Let $f,g:\mathbb R\to\mathbb[0,\infty)$ be nondecreasing and right-continuous and $h:\mathbb R\to\mathbb R$ be right-continuous and of bounded variation with $$\left|h(t)-h(s)\right|\le\sqrt{f(t)-f(s)}\sqrt{g(t)-g(s)}\;\;\;\text{for all }t\ge s\tag1.$$ Then it's well-known$^1$ that $$\int\left|XY\right|\left|{\rm d}h\right|\le\sqrt{\int|X|^2\:{\rm d}f}\sqrt{\int|Y|^2\:{\rm d}g}\tag2$$ for all Borel measurable $X,Y:\mathbb R\to\mathbb R$, where $|{\rm d}h|$ denotes the variation of the Lebesgue-Stieltjes measure induced by $h$.

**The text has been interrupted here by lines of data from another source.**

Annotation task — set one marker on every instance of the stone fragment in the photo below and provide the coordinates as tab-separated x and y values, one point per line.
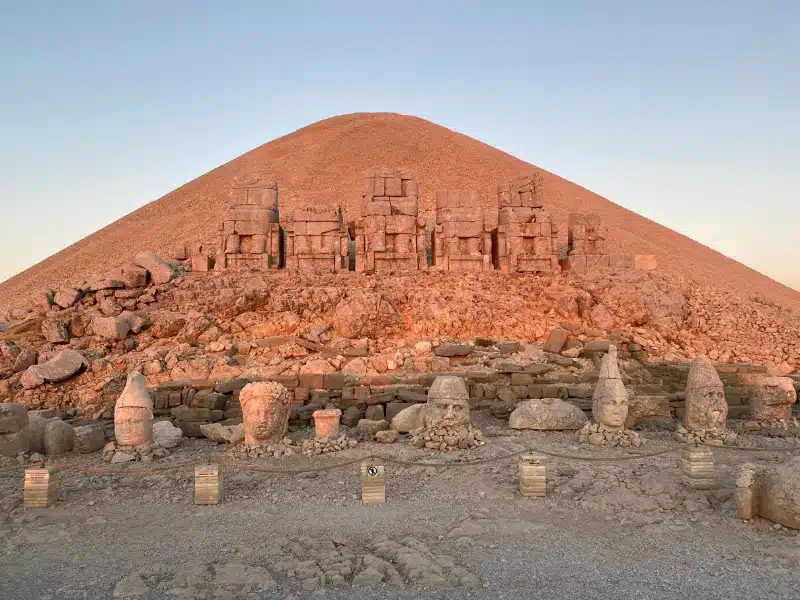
647	407
408	419
66	297
166	435
26	358
133	413
89	438
771	398
387	436
706	408
59	437
547	414
774	492
556	340
370	428
160	270
55	331
62	366
223	434
265	410
110	328
449	350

Now assume, instead of $(1)$, we've got $$\left|h(t)-h(s)\right|\le C\sqrt{f(t)-f(s)}\;\;\;\text{for all }t\ge s\tag3$$ for some $C\ge0$. How can we use $(2)$ in order to conclude $$\int\left|X\right|\left|{\rm d}h\right|\le C\sqrt{\int|X|^2\:{\rm d}f}\tag4$$ for all Borel measurable $X:\mathbb R\to\mathbb R$?
My first intuition was to simply set $g\equiv C$, but (obviously) that doesn't work since then the right-hand side of $(1)$ is $0$ and any integral with respect to ${\rm d}g$ is $0$. So, are we able to use $(2)$ at all or do we need to mimic its proof in order to establish $(4)$?
I don't know how this inequality is called in the nonrandom case, but in stochastic analysis this is the celebrated Kunita-Watanabe inequality.